16    Ground 1 of the notice of appeal raises the same contention as that presented to the primary judge. As explained in oral submissions at the hearing today, ground 2 is another way of raising the same contention. The appellant relies on the wording of the bridging visa notification dated 3 March 2016. In particular, the appellant relies on the statement on page 3 of that document that[b]y 10:00am on 08/03/2016 the holder must make a valid application for a visa of a class that can be granted in Australia”. The appellant submits, in summary, that the notification communicated to the appellant that he had a right to apply for a substantive visa within that period referred (i.e. up to 10.00 am on 8 March 2016). The appellant submits that he lodged his application by that time (although it was stamped as received on 9 March 2016). The appellant accepts that the 28 day period that commenced on 1 February 2016 had come to an end on 1 March 2016, but he submits that the bridging visa notification gave him until 10.00 am on 8 March 2016 to apply for a visa.
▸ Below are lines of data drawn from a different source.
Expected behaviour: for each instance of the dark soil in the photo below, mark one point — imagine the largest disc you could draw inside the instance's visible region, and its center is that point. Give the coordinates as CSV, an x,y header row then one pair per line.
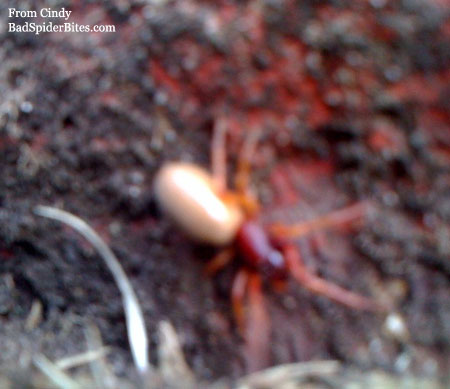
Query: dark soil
x,y
352,99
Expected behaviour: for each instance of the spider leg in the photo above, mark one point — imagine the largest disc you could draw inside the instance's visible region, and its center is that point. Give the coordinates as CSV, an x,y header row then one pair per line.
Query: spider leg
x,y
219,261
325,288
257,329
238,291
332,219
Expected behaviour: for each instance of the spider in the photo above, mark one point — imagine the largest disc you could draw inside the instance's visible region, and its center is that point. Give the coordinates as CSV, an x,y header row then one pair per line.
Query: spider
x,y
201,204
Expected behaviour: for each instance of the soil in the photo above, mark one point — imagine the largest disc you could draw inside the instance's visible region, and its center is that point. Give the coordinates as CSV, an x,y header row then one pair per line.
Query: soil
x,y
352,101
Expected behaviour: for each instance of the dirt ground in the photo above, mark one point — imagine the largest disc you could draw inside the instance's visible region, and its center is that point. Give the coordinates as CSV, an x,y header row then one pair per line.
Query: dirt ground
x,y
352,99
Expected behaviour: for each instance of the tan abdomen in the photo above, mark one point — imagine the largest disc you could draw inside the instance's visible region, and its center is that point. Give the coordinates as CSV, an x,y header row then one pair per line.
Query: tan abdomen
x,y
187,194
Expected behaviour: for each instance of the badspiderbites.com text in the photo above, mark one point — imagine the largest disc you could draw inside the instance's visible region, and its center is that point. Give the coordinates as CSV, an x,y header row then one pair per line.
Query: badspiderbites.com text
x,y
18,25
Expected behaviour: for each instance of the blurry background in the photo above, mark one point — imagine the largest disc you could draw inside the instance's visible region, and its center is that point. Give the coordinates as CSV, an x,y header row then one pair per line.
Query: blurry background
x,y
352,98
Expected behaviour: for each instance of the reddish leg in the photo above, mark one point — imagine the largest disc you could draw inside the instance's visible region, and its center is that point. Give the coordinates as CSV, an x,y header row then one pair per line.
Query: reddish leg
x,y
257,327
320,286
237,298
332,219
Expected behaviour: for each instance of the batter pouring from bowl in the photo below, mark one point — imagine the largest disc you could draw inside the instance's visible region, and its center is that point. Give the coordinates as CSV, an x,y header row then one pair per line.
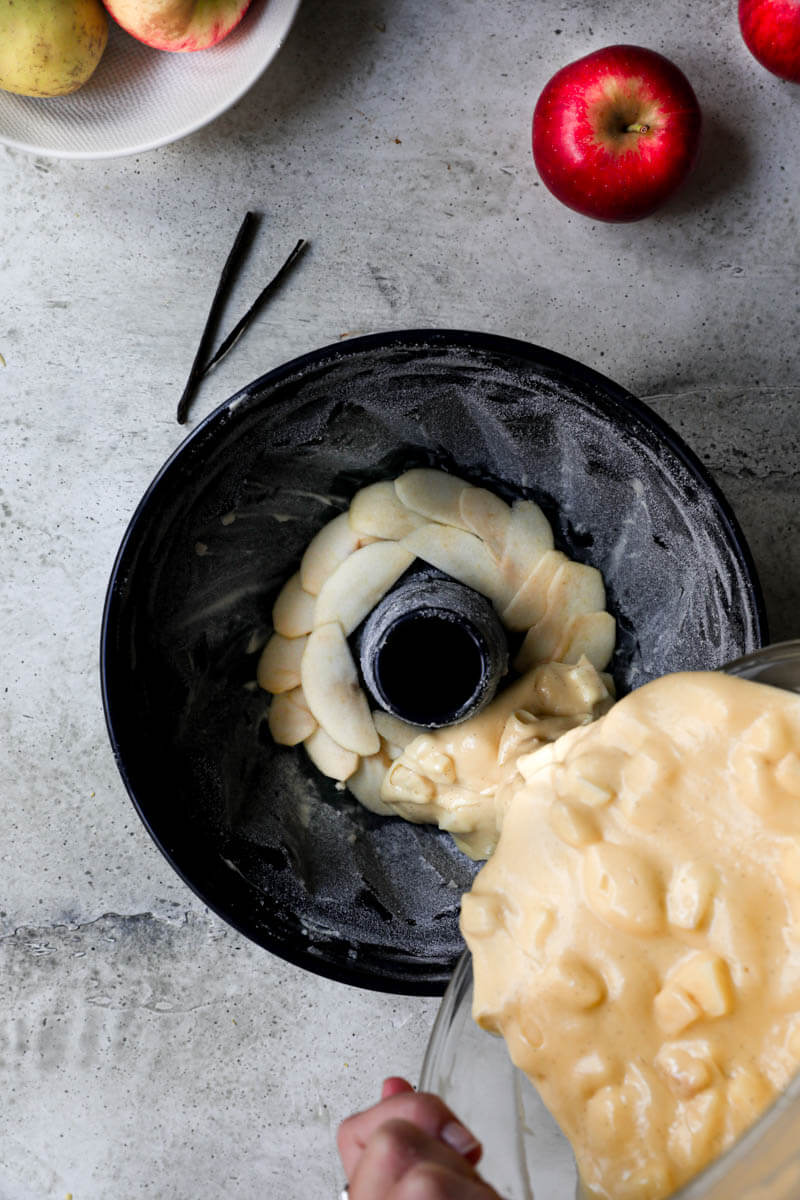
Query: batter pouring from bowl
x,y
635,936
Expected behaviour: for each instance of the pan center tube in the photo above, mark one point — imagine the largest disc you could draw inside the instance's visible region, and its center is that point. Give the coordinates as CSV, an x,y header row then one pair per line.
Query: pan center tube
x,y
433,652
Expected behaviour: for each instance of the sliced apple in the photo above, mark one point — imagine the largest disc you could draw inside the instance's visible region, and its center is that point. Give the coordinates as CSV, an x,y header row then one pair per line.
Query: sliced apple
x,y
529,603
458,553
330,757
367,780
278,667
334,543
290,720
359,582
575,591
293,613
593,635
487,516
379,511
528,538
331,685
434,493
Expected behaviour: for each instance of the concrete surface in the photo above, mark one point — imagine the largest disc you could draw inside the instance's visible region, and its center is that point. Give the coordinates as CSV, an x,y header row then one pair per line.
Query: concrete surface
x,y
145,1049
17    In my view, this contention should be rejected, essentially for the reasons given by the primary judge. The bridging visa notification stated that the appellant was required to make a “valid application” for a visa by 8 March 2016. Whether or not the appellant was able to make a valid application for a visa depended on the operation of the Migration Act and the Migration Regulations. The bridging visa notification did not confer on the appellant a right to make a valid application for a visa if none otherwise existed. It has not been shown that the Migration Act or the Migration Regulations conferred on the appellant a right to make a valid application for a student visa. As the appellant concedes, the relevant application was not made within the applicable 28 day period.

18    In oral argument, reference was made to a further bridging visa notification dated 10 March 2016. This document was not in the materials before the Court. The appellant submits that it can be assumed to have contained similar wording. Even if that be so, the same reasoning would apply.

19    For these reasons, I reject the appellant’s contention. It follows that the appeal is to be dismissed.

I certify that the preceding nineteen (19) numbered paragraphs are a true copy of the Reasons for Judgment herein of the Honourable Justice Moshinsky.